Some respected comic book historians have mentioned three artists as primary innovators in the early Silver Age at DC Comics. These artists were Alex Toth, Joe Kubert and Carmine Infantino. These three were serious about improving their comic book storytelling skills and their work from this period shows just that.
Carmine Infantino became active in comics during the 1940s and his style strongly resembled one of the comic strip giants of the period, Milton Caniff. In the early and mid 1950s Infantino's style began to change. He went back to school and studied under a highly influential art professor. This professor encouraged Infantino to study the French Impressionists like Edgar Degas and others and especially be concerned about the design principles they used. Above all else (even draftsmanship) Infantino became fascinated with design and composition. He used good design to propel his comic book story telling.
This book is a wonderful tour of arguably Infantino's best period as a comic book artist. Starting out with an early Flash story from 1960 that introduced Elongated man we observe Infantino's work and sense of design and composition develop during the course of the 1960s. His last Elongated Man story published in this volume is Detective Comics #367 (September 1967). During this period we see Elongated Man graduate from an occasional guest star in The Flash to receiving his own strip in the back of Detective comics starting with #327 (May 1964). On several different occasions Infantino was allowed to ink runs of his own stories. His delineations were scratchy when compared to the more polished Joe Giella or Murphy Anderson, but we see here what Infantino was truly trying to communicate through his art without the involved of other hands no matter how talented or skilled. When Sid Greene began working on Elongated Man he strove to keep his inking as close to Infantino's original drawing as possible. Later on Greene injected much more of his own personality into the work and some stories appear to be partially penciled by both artists (Greene also did full pencils and inks on several later EM stories). Infantino used elegant vertical and horizontal panels to great effect especially in depicted the grotesque stretching abilities of Elongated Man. Along with his fascination with design he was a frustrated architect. He captured the look of buildings, houses, interior design and the fabulous big finned autos of the period. When he had the chance he also drew some marvelously evocative landscapes. Because of his concentration on design and composition Infantino's work was the height of "cool" in comic book art in the early and mid 1960s.

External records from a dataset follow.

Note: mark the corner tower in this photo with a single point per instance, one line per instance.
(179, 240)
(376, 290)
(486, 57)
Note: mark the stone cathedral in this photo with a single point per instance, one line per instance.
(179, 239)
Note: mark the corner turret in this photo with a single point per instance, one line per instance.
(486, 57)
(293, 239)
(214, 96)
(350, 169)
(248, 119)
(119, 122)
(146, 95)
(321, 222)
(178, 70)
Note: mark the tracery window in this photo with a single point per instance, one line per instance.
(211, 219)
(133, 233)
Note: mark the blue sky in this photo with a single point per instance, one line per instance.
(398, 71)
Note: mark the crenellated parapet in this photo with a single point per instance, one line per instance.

As a designer myself I can't help but get enveloped into studying the compositions of Infantino's work whether on Elongated man, the Flash, Adam Strange or any of the wonderful science fiction tales he drew during the period. Perhaps this is just my problem, but I get so much into Infantino's design that I tend to forget about the story. I figure that most of the young readers who read these stories when they first appeared (and I was one of them) didn't have that problem. This book contains non-Infantino penciled stories by very capable comic book practitioners such as Greene, Gil Kane, Irv Novick, Murphy Anderson, Neal Adams and Mike Sekowsky and I don't have the same problem with their work. And it is interesting to observe how each artist approached this strip and how they compare with Infantino's work.
In this review I've concentrated on the art of the Elongated Man. The stories are finely crafted, light, humorously good-natured mysteries that editor Julius Schwartz and scripters Gardner Fox and John Broome were capable of producing during this time. However it is the wonderfully innovative artwork that is the star in the book, This volume is truly a showcase for one of the great comic book artists, Carmine Infantino.